We now have syntax highlighting HTML structure, and need CSS Styles now, let me introduce a new friend base16. It is an architecture for building syntax highlighting themes. Here are some styling guidelines.

Variable Description
base00 Default Background
base01 Lighter Background (Used for status bars)
base02 Selection Background
base03 Comments, Invisibles, Line Highlighting
base04 Dark Foreground (Used for status bars)
base05 Default Foreground, Caret, Delimiters, Operators
base06 Light Foreground (Not often used)
base07 Light Background (Not often used)
base08 Variables, XML Tags, Markup Link Text, Markup Lists, Diff Deleted
base09 Integers, Boolean, Constants, XML Attributes, Markup Link Url
base0A Classes, Markup Bold, Search Text Background
base0B Strings, Inherited Class, Markup Code, Diff Inserted
base0C Support, Regular Expressions, Escape Characters, Markup Quotes
base0D Functions, Methods, Attribute IDs, Headings
base0E Keywords, Storage, Selector, Markup Italic, Diff Changed
base0F Deprecated, Opening/Closing Embedded Language Tags, e.g. <?php ?>

In the end we are left with only one task, linking Rough mapping class names and base16 theme colors. We will implement this function based on SaSS.

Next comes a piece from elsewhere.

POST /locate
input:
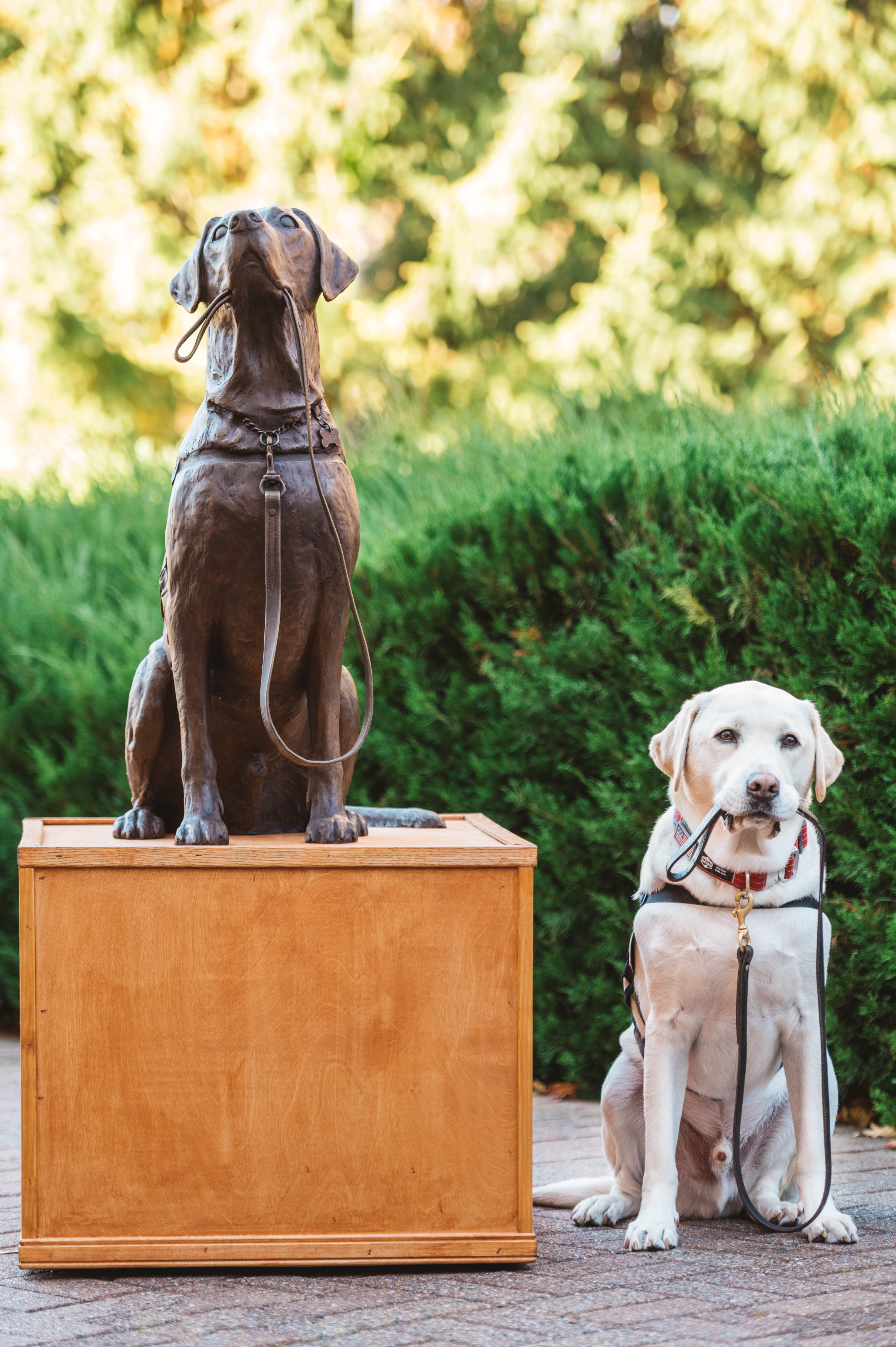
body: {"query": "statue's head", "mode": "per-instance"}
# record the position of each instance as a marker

First we need clone samme/base16-styles to local, it’s a Scss template of base16.

git clone --depth 1 https://github.com/samme/base16-styles.git ~/github.com/samme/base16-styles

There are several editions in the reponsity, copy the Scss directory to our Jekyll project.

mkdir _sass
cp -R ~/github.com/samme/base16-styles/sass _sass/themes

Next clone cuimingda/rouge-base16-scss to local, and copy _syntax-base16.scss to _sass directory in the project.

git clone --depth 1 https://github.com/cuimingda/rouge-base16-scss.git ~/github.com/samme/base16-styles
cp -R ~/github.com/cuimingda/rouge-base16-scss/_syntax-base16.scss _sass

Create assets/css/app.scss, the file will be converted to _site/assets/css/app.css, since this is kramdown’s job, we should add two rows ---, trick kramdown to parse this file. The syntax-base16 corresponds _sass/_syntax-base16.scss.

---
---
@import
  "base",
  "layout",
  "themes/base16-rebecca.sass",
  "syntax-base16";

You should notice we just use a variable, if we do not set in _config.yml, the default value is default-dark, corresponds _sass/themes/base16-default-dark.sass. Of cause we can set it in the _config.yml

base16_theme: rebecca

Now we will see rendered code snippet with syntax highlighting enabled, if you found some code is not highlighted, just modify _syntax-base16.scss

.highlighter-rouge {
  color: $base05;
  background-color: $base00;

  .k { color: $base0E; }
  .kc { color: $base0E; }
  .kd { color: $base0E; }
  .kn { color: $base0E; }
  .kp { color: $base0E; }
  .kr { color: $base0E; }
  .kt { color: $base0E; }
  .n { color: inherit; }
  .na { color: $base09; }
  .nb { color: $base08; }
  .bp { color: inherit; }
}

Conclusion

Jekyll embed kramdown to parse markdown file, embed Rouge to generate code with syntax highlighting, all is done without any configuration in the default theme minima. But if you do not use minima, then you can diy with base16 and rouge-base16-scss, the final styles are more compatiable with you website.